This article first appeared at MassLive.com: American Eagle’s latest denim campaign, featuring actress Sydney Sweeney, has gotten backlash for having racist connotations.

The clothing company launched the campaign, called “Sydney Sweeney Has Great Jeans,” on July 23, with the 27-year-old “Euphoria” star as the spokesperson.

The campaign was intended to be a celebration of “making customers look and feel good in AE Jeans,” an online press release states.

However, shortly after rolling out, fans on social media started accusing the campaign of celebrating whiteness and eugenics. Furthermore, the ads have been bashed for promoting beauty features — such as blonde hair and blue eyes — that are historically common among Aryan races.

Some pointed to the use of a “jeans/genes” pun used in the ads as being inappropriate, including one when Sweeney buttons her pants while lying on a couch and saying, “Genes are passed down from parents to offspring, often determining traits like hair color, personality and even eye color. My genes are blue.”

“I’m sorry that American Eagle ad where they’ve got that blonde blue eyed woman talking about how good ‘jeans’ are passed down from your family and how hers are ‘blue’ when she looks at the camera is such a blatant dog whistle that it can hardly be considered a dog whistle anymore,” one X user wrote in response to the campaign ad.

Another X user wrote, “Sydney Sweeney and American Eagle promoting eugenics and pushing the aryan race Nazi propaganda was not in my 2025 bingo card.”

Some internet users have also accused AE of ripping off a 1980s Calvin Klein ad campaign starring supermodel Brooke Shields, SJ Denim reported. The ad showed a 14-year-old Shields rolling on the floor and trying to put on her jeans while discussing how “the secret of life lies behind the genetic code.”

However, AE’s campaign differs because it has been perceived as evoking a specific beauty standard, Cyndee Harrison, principal at marketing and crisis communications firm Synaptic, told SJ Denim.

“When nostalgia gets selective, it gets risky. Brands have every right to lean into heritage or iconography, but they have a responsibility to vet for subtext,” Harrison told the outlet.

“‘Great genes,’ paired with a very specific beauty standard and the legacy of the Brooke Shields campaign evokes exclusion more than empowerment,” she said. “Creative shouldn’t just pass legal review…it should pass cultural review. That means involving people with diverse perspectives at the table from concept to launch.”

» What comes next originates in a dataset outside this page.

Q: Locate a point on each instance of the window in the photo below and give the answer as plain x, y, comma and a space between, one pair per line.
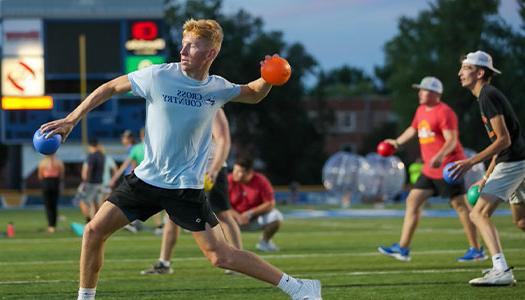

However, not everyone was upset with the campaign. Many comments on a YouTube video of another ad were positive, with some comparing it to “the ads of the 90s when beautiful women sold clothes by just wearing them.”

“This used to be a normal ad to normal people left and right for decades,” one comment read.

Other comments were “maybe I’m washed but I don’t see anything wrong with the ad” and “this is all the controversy is over? Smh.”

AE has yet to publicly comment on the matter.